Digital signal that traverses via USB is encapsulated in an anslog signal and is represented as voltage fluctuations. USB is made of some sort of alloy, be it copper or silver, the only method to exchange data is voltage fluctuations.
Just recieved a sense check from an ex Sony colleague who was involved in the development of the Sony SCD1 at Kita Kanto, he now lives near Kosai and is retired but still as sharp as a tack!
"Hi G San
The poster is confusing the physical layer of USB with the audio domain. Yes, USB uses voltage transitions to represent 1s and 0s but that does not make the audio signal analog and it does not give the cable the ability to change tone, detail, warmth, air, or anything else.
As you correctly pointed out in your email G san, Voltage transitions carry data, not music. The DAC does not reconstruct audio from the shape of the voltage waveform on the USB cable. It reconstructs audio from decoded packets after error checking, buffering, packet reassembly, reclocking, jitter isolation and power isolation.
The USB cable never carries a continuous audio waveform. It carries encoded packets.

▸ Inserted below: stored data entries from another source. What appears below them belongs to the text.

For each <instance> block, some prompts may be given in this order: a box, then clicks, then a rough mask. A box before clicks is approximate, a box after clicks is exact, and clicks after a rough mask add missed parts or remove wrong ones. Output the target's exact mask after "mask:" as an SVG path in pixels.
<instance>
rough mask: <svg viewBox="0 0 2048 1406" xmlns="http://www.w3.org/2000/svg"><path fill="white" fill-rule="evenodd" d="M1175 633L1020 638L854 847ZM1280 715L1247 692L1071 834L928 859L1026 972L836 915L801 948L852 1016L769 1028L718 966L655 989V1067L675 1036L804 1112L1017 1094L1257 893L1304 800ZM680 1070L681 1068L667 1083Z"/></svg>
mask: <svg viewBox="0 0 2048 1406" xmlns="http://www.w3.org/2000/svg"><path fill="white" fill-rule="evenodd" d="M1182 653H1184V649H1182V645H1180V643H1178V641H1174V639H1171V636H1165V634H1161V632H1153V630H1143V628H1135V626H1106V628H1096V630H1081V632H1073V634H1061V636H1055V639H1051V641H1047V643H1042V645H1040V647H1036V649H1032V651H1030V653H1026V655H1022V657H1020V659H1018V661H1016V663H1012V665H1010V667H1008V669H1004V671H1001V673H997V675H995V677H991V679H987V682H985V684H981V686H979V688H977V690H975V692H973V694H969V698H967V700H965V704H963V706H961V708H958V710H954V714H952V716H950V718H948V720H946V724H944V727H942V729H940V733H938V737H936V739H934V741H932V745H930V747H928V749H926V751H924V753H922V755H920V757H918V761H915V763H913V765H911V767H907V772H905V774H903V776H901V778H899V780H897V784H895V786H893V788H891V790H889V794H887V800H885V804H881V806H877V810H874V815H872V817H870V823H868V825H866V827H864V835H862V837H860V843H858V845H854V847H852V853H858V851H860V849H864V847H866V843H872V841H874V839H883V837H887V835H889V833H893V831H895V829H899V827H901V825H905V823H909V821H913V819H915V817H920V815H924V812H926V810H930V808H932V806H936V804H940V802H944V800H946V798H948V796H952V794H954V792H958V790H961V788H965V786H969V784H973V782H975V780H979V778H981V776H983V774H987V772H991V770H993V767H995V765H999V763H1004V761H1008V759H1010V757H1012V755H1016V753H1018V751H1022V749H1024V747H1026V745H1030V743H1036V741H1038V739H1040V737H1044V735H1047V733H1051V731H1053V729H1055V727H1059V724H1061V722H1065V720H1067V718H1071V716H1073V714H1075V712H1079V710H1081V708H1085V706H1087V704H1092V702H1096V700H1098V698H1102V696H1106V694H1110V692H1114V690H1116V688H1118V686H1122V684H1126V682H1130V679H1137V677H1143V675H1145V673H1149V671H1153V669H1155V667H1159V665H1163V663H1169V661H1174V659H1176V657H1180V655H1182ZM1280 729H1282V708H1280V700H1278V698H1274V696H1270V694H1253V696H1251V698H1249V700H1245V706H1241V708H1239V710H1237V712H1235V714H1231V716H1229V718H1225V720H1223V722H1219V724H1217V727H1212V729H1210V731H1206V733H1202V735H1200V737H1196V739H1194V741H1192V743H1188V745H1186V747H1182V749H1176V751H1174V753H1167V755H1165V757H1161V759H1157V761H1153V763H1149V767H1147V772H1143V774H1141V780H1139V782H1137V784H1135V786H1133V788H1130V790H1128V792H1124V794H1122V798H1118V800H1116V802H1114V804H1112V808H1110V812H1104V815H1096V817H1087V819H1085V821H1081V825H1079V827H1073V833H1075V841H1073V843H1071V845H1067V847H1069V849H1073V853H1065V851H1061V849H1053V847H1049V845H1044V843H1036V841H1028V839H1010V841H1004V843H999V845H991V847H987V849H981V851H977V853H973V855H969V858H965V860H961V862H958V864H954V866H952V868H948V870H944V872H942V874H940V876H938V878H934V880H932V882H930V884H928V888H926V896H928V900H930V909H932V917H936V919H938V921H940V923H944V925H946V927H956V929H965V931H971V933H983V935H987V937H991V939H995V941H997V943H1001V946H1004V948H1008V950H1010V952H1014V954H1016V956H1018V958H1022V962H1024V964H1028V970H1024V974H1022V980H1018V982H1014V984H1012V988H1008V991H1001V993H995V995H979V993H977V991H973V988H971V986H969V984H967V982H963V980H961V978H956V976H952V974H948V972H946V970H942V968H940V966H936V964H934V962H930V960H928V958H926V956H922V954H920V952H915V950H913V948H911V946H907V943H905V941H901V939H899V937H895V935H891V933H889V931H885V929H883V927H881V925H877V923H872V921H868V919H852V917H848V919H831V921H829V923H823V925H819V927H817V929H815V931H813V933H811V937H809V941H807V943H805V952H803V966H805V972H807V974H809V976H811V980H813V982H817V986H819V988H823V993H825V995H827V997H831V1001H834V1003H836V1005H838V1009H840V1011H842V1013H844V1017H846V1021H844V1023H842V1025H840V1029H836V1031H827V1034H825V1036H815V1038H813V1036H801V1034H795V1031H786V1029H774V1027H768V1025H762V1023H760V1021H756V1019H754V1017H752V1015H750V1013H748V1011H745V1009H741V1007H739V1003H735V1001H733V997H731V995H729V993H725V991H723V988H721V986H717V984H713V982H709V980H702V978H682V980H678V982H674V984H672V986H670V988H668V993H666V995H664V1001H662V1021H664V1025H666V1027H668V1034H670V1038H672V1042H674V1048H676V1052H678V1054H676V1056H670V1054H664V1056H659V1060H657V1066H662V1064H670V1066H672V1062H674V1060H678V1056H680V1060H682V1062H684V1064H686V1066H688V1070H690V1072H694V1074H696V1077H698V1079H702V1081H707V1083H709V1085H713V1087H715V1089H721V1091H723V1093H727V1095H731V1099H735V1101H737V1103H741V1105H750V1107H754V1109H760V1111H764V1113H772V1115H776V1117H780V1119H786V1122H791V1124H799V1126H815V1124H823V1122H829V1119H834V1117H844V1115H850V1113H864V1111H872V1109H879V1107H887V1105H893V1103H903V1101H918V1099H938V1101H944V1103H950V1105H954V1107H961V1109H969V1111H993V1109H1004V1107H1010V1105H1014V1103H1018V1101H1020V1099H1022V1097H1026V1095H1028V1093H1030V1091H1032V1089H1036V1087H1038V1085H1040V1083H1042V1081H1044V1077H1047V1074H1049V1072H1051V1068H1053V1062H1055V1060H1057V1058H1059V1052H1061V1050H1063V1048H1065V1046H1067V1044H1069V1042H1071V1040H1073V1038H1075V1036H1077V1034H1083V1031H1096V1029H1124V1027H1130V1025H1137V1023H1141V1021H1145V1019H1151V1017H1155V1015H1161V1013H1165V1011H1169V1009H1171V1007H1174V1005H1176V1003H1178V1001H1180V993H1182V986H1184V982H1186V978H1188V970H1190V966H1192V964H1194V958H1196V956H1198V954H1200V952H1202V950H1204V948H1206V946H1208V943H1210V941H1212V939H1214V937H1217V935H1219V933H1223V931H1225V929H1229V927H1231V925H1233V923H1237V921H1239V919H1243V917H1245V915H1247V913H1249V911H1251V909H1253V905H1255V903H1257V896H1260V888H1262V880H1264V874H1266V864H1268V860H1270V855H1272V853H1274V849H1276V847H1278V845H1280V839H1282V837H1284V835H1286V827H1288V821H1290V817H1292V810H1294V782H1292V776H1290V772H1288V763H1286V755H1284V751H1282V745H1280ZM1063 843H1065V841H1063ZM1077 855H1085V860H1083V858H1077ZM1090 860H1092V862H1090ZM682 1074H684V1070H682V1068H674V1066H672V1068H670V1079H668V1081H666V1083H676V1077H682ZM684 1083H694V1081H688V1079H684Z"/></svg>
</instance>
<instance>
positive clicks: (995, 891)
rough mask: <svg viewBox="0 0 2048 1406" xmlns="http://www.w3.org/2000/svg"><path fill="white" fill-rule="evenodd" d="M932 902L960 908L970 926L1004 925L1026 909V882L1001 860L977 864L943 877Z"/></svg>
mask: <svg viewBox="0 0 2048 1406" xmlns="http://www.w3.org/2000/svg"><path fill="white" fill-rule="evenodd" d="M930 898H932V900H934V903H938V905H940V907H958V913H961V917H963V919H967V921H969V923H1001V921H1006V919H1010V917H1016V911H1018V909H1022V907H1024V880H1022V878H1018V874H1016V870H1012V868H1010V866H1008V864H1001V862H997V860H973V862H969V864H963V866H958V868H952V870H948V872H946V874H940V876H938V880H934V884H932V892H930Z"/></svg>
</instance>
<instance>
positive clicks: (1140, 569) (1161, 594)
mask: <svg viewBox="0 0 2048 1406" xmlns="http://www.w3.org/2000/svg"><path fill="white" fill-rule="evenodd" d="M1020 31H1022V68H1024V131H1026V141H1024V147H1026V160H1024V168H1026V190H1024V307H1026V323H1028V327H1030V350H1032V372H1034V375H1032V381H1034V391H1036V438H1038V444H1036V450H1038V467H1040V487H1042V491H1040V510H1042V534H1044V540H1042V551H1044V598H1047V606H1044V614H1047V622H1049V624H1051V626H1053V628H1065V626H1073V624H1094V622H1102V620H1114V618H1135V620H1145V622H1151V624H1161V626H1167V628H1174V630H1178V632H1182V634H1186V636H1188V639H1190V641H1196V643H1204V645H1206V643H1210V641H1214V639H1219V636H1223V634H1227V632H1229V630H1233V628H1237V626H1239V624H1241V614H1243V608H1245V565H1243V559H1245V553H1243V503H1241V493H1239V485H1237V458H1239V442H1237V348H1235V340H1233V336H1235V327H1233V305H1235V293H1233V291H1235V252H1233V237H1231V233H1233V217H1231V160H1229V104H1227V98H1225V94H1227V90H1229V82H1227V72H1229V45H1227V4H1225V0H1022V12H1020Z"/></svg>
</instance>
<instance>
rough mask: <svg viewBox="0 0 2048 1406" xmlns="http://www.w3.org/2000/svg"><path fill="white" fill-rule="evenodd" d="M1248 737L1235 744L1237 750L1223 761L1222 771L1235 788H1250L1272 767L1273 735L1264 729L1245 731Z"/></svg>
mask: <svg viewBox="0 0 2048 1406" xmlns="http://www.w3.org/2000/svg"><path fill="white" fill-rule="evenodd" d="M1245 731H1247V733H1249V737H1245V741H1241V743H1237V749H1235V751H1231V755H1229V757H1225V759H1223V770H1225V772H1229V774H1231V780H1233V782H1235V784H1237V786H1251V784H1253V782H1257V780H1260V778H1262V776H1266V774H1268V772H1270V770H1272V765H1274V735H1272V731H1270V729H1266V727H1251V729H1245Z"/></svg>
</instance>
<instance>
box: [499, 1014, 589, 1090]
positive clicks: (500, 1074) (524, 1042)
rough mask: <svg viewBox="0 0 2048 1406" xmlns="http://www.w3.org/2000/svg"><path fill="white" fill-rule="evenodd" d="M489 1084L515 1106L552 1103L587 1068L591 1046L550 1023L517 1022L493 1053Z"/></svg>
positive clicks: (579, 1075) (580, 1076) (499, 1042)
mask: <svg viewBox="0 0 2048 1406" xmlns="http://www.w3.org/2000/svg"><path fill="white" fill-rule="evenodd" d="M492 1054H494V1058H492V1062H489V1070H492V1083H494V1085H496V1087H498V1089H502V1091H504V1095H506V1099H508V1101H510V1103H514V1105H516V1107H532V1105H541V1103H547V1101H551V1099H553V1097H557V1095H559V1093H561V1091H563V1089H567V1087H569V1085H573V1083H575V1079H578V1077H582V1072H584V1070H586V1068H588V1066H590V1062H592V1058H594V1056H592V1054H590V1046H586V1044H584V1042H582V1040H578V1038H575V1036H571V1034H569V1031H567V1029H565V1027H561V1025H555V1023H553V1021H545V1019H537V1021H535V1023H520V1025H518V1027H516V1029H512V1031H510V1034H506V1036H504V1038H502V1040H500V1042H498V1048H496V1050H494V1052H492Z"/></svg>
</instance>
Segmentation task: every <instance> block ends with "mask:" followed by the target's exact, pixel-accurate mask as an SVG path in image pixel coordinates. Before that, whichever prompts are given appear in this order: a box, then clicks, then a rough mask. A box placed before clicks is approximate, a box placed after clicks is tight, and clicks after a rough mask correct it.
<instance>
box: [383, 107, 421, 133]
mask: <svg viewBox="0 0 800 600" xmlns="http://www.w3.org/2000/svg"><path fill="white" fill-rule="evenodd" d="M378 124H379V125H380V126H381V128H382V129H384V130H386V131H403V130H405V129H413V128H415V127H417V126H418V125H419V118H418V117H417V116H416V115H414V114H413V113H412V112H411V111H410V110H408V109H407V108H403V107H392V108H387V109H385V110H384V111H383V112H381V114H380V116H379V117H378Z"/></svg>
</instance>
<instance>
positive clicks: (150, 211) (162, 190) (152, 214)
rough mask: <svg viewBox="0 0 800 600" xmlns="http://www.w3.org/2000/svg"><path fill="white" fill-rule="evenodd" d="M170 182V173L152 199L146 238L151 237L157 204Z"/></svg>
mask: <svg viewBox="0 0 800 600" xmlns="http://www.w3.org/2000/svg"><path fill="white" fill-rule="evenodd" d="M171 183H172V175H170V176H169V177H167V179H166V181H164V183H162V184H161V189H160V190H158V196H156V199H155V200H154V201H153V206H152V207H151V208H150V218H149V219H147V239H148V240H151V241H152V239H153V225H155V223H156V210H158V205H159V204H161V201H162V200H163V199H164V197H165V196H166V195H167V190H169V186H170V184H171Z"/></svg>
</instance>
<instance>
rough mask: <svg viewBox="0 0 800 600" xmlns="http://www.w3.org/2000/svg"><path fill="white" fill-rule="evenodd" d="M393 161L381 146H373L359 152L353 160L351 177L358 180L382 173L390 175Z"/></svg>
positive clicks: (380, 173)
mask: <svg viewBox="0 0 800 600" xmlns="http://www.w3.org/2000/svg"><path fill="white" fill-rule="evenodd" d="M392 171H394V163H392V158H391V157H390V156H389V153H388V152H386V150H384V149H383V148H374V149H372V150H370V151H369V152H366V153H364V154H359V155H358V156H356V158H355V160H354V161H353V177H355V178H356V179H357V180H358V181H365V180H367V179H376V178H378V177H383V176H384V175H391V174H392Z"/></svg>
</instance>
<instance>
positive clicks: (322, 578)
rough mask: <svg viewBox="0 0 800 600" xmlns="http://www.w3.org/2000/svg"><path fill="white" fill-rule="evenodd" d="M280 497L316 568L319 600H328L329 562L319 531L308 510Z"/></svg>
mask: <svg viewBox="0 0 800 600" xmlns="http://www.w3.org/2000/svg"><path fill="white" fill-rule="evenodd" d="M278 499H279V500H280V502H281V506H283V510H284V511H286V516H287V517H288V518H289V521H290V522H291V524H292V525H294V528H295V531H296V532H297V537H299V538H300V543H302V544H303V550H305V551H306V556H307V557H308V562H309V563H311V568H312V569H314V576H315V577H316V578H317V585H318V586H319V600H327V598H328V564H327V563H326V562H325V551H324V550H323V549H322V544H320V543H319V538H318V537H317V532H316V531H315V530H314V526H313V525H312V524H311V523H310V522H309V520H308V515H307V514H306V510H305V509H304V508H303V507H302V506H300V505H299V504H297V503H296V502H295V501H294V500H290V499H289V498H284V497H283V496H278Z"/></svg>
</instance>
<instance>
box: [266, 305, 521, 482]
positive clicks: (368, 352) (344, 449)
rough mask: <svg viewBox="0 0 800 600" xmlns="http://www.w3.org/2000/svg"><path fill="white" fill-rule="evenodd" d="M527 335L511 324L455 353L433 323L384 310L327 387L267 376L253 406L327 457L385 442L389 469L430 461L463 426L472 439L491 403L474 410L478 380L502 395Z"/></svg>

So when someone says USB is analog because it uses voltage fluctuations, they are making the same mistake as saying a hard drive is analog because the bits are stored as magnetic polarity".................
So all that's left to negatively upset the apple cart is Noise, that is easily solved by shielding most decently made still inexpensive cables do this more than adequately, some double or triple shield, recognizing external noise as the only real influence.